You can go for a long time in a game without doing very much, just watching the play from a distance, only to be thrust into action at a moment’s notice. Every instinct needs to kick in, every reflex needs to be razor sharp and every sinew needs to be strained. Every ounce of your expertise matters.
And it’s easy to be the villain. Your outfield teammates can get away scot-free with fouls, slices, mis-placed passes, mis-control, glaring misses and more. However, just one small mistake from you and your team concedes a goal.
But you can be the hero, too. And it’s a special kind of heroism. Different from the rest.
If you learn your craft and practise hard, you can be a defensive colossus, pulling off stunning saves, swatting away penalties, earning your team precious points and winning games. Just ask England World Cup hero Jordan Pickford or Spain’s goalkeeping superman David de Gea.
It’s a unique position that requires a unique set of skills. To be a consistently good goalkeeper, you need aptitude, dedication and resilience.
This is how you can become a better goalkeeper in football
So, how do you become a better goalkeeper? How do you guard your goal like de Gea and palm away penalties like Pickford?
Here are six tips on how to be a better goalkeeper:
1. Reflexes. Good reflexes are crucial. A lot of football clubs use tennis balls to hone the reflexes of their goalkeepers, often getting them to catch the smaller ball before making a save with the larger one. Some spread out plastic bottles in front of the keeper and fire shots off them to simulate the unpredictability of match conditions. The goal is to improve reaction times.
2. Focus. Concentration is vital. Don’t switch on only when the ball comes close.

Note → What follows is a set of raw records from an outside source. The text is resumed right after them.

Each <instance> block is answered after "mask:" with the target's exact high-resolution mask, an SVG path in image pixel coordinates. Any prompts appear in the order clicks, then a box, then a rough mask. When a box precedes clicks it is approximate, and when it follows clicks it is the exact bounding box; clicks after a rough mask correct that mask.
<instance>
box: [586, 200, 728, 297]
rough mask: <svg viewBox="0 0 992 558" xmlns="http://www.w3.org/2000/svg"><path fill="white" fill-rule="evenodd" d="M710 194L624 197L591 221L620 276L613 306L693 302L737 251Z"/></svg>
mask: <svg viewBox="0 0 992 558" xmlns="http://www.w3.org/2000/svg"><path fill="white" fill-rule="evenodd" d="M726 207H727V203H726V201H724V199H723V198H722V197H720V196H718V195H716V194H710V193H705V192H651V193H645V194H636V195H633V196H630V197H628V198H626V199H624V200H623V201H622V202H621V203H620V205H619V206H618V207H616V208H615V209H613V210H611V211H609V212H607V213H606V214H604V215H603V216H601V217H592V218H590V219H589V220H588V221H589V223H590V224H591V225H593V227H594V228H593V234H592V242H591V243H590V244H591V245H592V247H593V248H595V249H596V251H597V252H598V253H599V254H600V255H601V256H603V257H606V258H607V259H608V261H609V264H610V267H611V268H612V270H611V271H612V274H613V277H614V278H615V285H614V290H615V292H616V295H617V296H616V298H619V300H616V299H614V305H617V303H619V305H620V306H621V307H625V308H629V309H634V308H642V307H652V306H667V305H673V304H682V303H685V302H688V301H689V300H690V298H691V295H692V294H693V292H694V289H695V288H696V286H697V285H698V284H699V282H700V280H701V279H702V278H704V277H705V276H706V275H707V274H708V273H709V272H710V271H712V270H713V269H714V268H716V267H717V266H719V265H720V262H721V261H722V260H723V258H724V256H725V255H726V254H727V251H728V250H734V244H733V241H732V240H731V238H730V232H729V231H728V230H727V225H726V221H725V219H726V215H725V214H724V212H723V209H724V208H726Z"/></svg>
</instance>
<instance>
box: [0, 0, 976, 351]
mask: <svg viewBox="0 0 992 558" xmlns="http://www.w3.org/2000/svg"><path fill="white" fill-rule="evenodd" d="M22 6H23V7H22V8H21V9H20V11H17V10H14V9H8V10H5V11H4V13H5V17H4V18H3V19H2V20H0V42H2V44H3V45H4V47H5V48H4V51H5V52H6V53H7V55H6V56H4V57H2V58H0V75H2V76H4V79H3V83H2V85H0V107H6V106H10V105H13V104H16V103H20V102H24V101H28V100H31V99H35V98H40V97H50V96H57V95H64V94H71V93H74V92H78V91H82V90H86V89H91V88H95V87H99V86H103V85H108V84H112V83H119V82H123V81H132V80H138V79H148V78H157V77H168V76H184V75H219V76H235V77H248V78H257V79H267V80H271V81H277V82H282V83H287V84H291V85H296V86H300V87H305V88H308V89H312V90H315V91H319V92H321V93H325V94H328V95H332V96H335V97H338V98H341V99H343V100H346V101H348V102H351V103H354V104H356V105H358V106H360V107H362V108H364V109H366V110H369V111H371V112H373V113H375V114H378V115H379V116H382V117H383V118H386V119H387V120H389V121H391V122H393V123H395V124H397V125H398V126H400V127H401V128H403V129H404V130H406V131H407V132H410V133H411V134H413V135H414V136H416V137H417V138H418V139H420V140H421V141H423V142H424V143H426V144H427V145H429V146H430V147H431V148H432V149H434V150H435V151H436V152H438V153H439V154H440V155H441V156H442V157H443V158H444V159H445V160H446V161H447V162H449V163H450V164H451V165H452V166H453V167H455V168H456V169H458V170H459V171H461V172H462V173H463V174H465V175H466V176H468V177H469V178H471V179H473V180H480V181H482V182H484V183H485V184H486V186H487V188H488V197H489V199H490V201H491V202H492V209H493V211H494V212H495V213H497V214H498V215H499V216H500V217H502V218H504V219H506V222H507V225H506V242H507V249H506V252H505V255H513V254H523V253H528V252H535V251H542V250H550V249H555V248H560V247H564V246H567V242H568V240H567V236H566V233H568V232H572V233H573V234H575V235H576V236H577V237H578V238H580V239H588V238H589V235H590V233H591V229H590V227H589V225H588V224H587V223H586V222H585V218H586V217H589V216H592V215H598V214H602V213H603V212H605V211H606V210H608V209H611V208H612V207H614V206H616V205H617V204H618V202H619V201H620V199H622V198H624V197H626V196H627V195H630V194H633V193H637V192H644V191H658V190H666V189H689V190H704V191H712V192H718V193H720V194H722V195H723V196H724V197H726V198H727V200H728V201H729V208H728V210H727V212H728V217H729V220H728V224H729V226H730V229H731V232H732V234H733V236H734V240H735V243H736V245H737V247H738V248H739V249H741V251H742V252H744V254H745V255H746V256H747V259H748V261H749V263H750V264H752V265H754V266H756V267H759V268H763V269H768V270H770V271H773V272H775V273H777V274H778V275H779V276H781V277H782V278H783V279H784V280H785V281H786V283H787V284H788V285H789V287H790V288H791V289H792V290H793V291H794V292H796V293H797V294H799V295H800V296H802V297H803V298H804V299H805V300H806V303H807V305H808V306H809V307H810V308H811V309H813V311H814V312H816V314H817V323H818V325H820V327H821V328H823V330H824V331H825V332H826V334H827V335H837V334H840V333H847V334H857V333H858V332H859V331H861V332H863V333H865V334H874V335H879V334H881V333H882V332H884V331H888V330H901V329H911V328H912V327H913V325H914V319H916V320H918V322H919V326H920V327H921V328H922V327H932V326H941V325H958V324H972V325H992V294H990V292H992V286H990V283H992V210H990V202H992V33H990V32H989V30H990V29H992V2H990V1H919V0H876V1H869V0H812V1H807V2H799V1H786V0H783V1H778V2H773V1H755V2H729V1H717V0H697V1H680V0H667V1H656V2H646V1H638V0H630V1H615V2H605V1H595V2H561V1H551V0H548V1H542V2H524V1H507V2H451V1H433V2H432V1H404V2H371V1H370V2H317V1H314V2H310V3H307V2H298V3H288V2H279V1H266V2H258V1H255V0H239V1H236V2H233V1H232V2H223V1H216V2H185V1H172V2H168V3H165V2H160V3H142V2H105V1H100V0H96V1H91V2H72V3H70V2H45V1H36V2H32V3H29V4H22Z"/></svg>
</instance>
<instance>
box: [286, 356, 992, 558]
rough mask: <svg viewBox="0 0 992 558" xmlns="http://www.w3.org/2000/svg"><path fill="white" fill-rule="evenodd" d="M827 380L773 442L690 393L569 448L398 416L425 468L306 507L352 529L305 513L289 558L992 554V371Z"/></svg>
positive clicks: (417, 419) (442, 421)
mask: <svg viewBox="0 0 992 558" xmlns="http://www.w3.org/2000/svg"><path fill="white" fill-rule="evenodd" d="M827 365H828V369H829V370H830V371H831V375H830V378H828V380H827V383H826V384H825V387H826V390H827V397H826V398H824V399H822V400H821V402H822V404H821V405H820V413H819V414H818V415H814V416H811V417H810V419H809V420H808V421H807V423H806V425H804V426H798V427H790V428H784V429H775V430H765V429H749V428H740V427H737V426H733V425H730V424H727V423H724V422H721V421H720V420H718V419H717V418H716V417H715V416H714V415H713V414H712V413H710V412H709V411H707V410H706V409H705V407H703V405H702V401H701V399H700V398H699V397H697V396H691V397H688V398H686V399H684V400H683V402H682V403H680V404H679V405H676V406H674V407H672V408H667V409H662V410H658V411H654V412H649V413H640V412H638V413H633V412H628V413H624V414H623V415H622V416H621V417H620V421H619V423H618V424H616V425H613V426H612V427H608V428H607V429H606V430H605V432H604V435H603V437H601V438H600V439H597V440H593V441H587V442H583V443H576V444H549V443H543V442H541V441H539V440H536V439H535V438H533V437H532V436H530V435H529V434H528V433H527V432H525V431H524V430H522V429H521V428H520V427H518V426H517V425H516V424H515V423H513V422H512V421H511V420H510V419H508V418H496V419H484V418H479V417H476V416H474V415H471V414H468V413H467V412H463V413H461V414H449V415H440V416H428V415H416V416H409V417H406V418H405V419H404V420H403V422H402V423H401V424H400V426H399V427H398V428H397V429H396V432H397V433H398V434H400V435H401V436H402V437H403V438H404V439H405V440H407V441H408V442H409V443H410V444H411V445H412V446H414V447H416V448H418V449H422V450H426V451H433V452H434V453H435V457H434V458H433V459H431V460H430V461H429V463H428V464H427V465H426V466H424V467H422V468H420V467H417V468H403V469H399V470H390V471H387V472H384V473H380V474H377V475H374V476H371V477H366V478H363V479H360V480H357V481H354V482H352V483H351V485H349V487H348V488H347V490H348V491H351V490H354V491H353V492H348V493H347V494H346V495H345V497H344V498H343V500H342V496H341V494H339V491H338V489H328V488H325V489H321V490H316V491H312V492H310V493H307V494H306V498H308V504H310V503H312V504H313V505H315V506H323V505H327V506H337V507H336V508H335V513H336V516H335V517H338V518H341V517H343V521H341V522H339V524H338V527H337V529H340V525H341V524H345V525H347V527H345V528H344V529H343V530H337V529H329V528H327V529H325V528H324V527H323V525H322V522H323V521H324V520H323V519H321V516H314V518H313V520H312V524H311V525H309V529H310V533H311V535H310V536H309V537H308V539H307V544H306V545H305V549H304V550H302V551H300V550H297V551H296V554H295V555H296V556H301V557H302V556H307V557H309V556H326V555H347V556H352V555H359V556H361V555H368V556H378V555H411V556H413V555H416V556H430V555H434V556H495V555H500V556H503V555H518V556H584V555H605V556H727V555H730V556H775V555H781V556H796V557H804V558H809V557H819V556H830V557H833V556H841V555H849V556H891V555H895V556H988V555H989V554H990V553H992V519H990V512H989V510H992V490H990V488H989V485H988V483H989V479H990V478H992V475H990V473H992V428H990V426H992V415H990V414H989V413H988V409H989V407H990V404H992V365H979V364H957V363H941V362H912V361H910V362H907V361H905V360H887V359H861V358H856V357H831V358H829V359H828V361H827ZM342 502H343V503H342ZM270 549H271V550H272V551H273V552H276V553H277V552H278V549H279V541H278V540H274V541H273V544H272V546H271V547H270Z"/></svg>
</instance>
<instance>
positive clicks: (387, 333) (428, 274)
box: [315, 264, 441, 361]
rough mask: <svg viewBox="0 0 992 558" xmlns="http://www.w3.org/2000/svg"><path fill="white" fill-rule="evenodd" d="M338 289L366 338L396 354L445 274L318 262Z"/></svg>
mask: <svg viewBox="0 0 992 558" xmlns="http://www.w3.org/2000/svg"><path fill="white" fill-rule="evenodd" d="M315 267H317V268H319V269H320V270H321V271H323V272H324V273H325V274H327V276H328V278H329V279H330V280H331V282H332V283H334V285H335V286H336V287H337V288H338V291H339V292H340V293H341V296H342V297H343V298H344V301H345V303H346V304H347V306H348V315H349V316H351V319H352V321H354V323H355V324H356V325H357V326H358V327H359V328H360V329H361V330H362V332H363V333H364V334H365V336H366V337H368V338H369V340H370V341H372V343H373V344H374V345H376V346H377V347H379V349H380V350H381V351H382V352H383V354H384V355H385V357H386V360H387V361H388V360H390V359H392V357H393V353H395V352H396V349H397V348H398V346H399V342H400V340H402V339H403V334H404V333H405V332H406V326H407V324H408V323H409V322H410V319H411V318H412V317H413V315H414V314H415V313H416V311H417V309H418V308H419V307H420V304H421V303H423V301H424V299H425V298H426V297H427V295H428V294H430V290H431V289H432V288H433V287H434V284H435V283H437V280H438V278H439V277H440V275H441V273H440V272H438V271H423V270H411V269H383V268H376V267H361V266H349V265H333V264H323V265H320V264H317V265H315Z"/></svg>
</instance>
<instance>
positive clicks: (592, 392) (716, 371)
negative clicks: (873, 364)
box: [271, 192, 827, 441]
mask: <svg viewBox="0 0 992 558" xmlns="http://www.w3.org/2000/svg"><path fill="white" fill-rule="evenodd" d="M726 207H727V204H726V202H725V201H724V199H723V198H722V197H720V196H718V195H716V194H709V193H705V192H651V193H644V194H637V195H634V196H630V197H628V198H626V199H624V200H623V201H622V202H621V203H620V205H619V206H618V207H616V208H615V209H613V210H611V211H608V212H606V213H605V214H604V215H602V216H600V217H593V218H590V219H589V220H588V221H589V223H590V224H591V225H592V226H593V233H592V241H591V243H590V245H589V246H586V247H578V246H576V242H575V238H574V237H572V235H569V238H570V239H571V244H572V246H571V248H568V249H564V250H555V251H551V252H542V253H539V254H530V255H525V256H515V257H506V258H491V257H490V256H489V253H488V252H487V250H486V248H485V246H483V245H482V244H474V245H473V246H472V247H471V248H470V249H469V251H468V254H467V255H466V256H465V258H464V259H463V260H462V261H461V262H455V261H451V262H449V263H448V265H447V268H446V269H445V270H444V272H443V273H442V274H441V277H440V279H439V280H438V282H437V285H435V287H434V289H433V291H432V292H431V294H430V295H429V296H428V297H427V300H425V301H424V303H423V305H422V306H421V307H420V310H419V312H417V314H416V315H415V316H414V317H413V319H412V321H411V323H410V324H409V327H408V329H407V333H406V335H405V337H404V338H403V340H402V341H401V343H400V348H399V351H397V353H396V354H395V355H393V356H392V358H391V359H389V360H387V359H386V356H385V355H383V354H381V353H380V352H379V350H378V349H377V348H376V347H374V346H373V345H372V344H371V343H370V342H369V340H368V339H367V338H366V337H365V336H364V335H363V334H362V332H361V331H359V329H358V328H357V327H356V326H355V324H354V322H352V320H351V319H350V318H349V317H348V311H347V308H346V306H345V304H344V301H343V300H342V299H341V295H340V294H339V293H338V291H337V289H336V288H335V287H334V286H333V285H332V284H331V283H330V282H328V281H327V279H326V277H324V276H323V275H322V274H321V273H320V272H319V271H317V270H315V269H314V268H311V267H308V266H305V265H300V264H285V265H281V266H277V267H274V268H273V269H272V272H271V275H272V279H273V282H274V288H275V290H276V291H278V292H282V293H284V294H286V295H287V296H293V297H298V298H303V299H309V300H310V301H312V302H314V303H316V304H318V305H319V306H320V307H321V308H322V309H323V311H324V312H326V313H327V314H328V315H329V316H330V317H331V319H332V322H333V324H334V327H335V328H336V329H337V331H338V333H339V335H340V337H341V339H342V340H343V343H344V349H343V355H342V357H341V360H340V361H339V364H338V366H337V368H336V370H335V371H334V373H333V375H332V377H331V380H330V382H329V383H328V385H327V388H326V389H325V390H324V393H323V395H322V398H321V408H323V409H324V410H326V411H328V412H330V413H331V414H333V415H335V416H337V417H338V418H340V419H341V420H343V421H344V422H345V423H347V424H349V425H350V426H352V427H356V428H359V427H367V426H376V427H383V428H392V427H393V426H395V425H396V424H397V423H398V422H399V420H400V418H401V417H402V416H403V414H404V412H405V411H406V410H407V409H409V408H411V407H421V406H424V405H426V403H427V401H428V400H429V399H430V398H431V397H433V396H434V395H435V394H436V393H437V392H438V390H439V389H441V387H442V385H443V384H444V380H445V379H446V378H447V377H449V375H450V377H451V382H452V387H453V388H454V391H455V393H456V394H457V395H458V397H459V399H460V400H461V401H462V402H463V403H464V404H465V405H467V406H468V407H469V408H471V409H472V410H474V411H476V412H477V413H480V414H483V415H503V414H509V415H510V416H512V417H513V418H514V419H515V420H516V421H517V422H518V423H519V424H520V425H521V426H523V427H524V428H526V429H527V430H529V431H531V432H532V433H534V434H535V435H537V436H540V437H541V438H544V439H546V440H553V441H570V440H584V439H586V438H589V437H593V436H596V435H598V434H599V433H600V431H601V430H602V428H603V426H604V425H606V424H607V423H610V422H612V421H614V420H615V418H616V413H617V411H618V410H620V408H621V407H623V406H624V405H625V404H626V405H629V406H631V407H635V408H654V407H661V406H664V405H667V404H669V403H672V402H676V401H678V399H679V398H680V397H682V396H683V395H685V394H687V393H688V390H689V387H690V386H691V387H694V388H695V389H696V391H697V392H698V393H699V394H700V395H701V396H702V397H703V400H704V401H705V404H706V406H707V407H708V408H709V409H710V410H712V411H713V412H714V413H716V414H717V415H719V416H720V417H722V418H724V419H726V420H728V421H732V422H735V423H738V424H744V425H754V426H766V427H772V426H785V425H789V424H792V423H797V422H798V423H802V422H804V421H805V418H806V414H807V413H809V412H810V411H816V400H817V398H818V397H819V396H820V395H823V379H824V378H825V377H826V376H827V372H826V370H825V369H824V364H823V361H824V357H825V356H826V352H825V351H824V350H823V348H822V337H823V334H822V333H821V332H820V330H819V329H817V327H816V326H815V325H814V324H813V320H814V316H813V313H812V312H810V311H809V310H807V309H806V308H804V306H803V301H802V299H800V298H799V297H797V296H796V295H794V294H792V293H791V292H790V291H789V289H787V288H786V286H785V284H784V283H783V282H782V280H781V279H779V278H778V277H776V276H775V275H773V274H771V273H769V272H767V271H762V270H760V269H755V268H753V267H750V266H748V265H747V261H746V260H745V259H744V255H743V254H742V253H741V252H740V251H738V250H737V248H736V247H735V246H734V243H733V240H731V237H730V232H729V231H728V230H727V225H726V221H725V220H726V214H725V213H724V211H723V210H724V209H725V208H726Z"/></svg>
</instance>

Always be alert to what’s going on. Even if you have little to do for long periods, this awareness is vital. Know where your defenders are and where the opposition’s strikers are. It’s also important to always be aware of where you’re standing in relation to your goal.
3. Communication. You should have a big voice and not be afraid of using it. Talking to your defenders during the match and ensuring that they’re aware of the play and occupying the right areas and positions are critical parts of a goalkeeper’s game. Also, when you come to claim the ball, say at a corner, you’ll do better if your players know that you’re coming and leave you to get the ball.
4. Distribution. Speed and accuracy are critical. As is choosing the right option. On the one hand, your rapid distribution could lead to a counterattack and a goal, on the other, playing the ball out to a player under pressure could cost your team a goal. And you need to be able to distribute the ball using your hands (underarm and overarm) and feet. Being good with your feet is an increasingly important skill for the modern goalkeeper.
5. Catching the ball. Catching a football is simple, right? It is when you do it right. Make sure that your hands are always behind the ball when you catch it, with your shoulders and elbows in a natural position. And catch the ball in front of you, not to the sides. Use these techniques and you’ll be less likely to drop the ball at the feet of an onrushing striker or into the goal.
6. Picking up the ball. This is another action that professionals make look easy but actually involves significant skill. Make sure that your feet are positioned correctly – not too wide apart and not too close together. Put yourself behind the ball and bring your knee down behind it, leaving a gap behind the ball for your hands. Then, with your body over the ball, claim it and land.
Practise these skills, over and over, and you’ll become a better goalkeeper. You’ll be ready to make that save that changes the momentum of a match and that turns an entire game on its head.